Colas Jaron T, Pauli Wolfgang M, Larsen Tobias, Tyszka J Michael, O'Doherty John P
Computation and Neural Systems Program, California Institute of Technology, Pasadena, CA, United States of America.
Division of the Humanities and Social Sciences, California Institute of Technology, Pasadena, CA, United States of America.
PLoS Comput Biol. 2017 Oct 19;13(10):e1005810. doi: 10.1371/journal.pcbi.1005810. eCollection 2017 Oct.
Prediction-error signals consistent with formal models of "reinforcement learning" (RL) have repeatedly been found within dopaminergic nuclei of the midbrain and dopaminoceptive areas of the striatum. However, the precise form of the RL algorithms implemented in the human brain is not yet well determined. Here, we created a novel paradigm optimized to dissociate the subtypes of reward-prediction errors that function as the key computational signatures of two distinct classes of RL models-namely, "actor/critic" models and action-value-learning models (e.g., the Q-learning model). The state-value-prediction error (SVPE), which is independent of actions, is a hallmark of the actor/critic architecture, whereas the action-value-prediction error (AVPE) is the distinguishing feature of action-value-learning algorithms. To test for the presence of these prediction-error signals in the brain, we scanned human participants with a high-resolution functional magnetic-resonance imaging (fMRI) protocol optimized to enable measurement of neural activity in the dopaminergic midbrain as well as the striatal areas to which it projects. In keeping with the actor/critic model, the SVPE signal was detected in the substantia nigra. The SVPE was also clearly present in both the ventral striatum and the dorsal striatum. However, alongside these purely state-value-based computations we also found evidence for AVPE signals throughout the striatum. These high-resolution fMRI findings suggest that model-free aspects of reward learning in humans can be explained algorithmically with RL in terms of an actor/critic mechanism operating in parallel with a system for more direct action-value learning.

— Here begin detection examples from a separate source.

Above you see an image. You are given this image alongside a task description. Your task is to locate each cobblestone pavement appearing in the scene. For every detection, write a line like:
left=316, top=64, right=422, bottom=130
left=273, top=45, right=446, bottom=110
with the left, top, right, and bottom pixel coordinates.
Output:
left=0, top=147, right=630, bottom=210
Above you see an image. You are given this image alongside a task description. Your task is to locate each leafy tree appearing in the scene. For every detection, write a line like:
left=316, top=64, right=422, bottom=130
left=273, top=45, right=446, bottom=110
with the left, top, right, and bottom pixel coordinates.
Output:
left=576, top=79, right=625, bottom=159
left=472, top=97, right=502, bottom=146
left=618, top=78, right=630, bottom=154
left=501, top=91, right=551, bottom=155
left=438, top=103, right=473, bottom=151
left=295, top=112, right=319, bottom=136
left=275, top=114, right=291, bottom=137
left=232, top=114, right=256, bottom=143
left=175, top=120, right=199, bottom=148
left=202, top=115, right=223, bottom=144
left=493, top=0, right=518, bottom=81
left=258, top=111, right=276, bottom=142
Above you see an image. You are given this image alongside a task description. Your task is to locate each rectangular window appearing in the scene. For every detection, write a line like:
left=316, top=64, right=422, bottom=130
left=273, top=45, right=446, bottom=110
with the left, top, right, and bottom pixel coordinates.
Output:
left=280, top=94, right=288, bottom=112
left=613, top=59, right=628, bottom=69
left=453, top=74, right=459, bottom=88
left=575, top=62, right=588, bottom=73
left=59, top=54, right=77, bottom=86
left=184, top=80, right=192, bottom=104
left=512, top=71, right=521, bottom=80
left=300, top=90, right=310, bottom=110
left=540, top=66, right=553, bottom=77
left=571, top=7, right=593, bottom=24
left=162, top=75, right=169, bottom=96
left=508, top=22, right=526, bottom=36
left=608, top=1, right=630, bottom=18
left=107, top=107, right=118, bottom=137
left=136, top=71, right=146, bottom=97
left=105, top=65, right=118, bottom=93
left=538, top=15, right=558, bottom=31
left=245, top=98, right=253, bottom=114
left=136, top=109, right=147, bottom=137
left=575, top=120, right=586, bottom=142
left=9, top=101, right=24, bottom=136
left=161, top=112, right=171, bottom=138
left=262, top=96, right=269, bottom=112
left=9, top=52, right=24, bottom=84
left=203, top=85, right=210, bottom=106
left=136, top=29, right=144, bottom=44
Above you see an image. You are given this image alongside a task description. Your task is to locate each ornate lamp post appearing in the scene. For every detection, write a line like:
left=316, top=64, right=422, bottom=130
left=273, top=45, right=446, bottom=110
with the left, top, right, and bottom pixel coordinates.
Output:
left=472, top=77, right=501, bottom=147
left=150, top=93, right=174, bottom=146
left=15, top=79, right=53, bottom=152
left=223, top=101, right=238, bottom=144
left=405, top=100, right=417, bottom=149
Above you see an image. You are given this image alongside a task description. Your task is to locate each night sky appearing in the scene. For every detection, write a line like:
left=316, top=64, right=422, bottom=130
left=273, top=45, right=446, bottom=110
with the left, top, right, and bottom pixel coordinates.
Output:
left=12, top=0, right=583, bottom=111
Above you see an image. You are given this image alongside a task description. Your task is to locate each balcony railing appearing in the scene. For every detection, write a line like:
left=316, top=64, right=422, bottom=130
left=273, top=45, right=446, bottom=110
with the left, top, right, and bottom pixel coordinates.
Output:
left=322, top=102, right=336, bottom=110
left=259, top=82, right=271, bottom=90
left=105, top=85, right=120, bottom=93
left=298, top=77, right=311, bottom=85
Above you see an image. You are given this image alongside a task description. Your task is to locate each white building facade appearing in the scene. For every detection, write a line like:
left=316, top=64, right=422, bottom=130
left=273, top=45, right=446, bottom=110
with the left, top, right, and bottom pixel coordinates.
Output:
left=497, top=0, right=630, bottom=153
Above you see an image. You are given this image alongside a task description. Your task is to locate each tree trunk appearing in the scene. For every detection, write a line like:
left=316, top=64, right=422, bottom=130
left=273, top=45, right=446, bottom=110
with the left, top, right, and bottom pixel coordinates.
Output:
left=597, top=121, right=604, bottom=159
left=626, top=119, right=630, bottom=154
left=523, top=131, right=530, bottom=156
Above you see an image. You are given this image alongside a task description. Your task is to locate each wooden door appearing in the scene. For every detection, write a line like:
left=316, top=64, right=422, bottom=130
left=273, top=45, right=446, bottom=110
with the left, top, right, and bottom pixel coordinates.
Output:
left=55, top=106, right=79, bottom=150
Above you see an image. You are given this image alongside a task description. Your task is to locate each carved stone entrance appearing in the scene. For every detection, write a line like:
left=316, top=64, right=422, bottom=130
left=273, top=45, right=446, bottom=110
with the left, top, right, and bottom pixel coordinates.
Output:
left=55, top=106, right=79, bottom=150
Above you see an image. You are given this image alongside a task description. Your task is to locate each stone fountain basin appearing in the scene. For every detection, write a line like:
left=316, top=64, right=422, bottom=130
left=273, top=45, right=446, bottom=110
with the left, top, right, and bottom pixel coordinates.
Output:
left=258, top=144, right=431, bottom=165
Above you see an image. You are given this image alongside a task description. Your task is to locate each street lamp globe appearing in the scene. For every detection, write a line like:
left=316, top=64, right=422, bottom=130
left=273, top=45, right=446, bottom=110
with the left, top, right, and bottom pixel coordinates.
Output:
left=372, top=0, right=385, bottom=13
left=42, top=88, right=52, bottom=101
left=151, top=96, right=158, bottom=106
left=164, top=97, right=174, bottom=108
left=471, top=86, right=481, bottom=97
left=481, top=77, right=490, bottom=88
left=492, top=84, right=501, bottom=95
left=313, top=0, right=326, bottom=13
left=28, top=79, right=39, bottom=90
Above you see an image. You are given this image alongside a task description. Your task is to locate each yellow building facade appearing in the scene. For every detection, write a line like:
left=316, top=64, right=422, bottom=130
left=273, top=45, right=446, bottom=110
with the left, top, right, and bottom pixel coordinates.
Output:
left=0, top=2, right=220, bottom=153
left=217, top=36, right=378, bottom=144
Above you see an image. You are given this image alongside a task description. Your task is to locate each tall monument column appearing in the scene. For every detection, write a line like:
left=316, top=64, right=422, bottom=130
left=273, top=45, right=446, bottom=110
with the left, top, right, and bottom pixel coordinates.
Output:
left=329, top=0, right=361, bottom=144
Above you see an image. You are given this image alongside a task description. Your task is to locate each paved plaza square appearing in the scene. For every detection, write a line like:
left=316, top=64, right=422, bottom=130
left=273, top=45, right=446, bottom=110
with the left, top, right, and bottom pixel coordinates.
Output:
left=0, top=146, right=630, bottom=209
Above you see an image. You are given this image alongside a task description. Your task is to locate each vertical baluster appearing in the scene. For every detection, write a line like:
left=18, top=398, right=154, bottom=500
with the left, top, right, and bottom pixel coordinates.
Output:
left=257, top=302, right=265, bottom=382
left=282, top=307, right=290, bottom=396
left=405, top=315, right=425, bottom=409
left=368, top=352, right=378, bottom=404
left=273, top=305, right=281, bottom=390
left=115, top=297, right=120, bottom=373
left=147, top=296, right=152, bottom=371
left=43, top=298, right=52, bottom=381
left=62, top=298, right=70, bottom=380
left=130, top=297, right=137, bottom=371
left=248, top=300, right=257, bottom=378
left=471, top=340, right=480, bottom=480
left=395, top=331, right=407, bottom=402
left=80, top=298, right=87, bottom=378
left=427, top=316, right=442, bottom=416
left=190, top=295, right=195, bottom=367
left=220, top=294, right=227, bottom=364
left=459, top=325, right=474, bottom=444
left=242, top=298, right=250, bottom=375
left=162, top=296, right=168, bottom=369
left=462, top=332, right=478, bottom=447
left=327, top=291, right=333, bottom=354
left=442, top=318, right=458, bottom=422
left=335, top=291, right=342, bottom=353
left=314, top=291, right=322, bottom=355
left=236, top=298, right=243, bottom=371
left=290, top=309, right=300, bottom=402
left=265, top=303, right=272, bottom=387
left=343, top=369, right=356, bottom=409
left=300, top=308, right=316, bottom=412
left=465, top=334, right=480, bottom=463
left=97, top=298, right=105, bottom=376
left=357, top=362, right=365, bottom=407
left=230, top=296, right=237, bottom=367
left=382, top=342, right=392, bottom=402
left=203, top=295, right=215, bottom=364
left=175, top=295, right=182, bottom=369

与“强化学习”(RL)形式模型一致的预测误差信号,已多次在中脑多巴胺能核团和纹状体的多巴胺感受区被发现。然而,人类大脑中实施的RL算法的确切形式尚未完全确定。在这里,我们创建了一种新颖的范式,该范式经过优化,以区分奖励预测误差的亚型,这些亚型作为两类不同RL模型(即“行动者/评论者”模型和行动价值学习模型,如Q学习模型)的关键计算特征。独立于行动的状态价值预测误差(SVPE)是行动者/评论者架构的标志,而行动价值预测误差(AVPE)是行动价值学习算法的显著特征。为了测试大脑中这些预测误差信号的存在,我们使用高分辨率功能磁共振成像(fMRI)协议对人类受试者进行扫描,该协议经过优化,能够测量多巴胺能中脑及其投射到的纹状体区域的神经活动。与行动者/评论者模型一致,在黑质中检测到了SVPE信号。SVPE在腹侧纹状体和背侧纹状体中也清晰可见。然而,除了这些基于纯粹状态价值的计算外,我们还在整个纹状体中发现了AVPE信号的证据。这些高分辨率fMRI研究结果表明,人类奖励学习的无模型方面可以用RL算法来解释,即行动者/评论者机制与更直接的行动价值学习系统并行运作。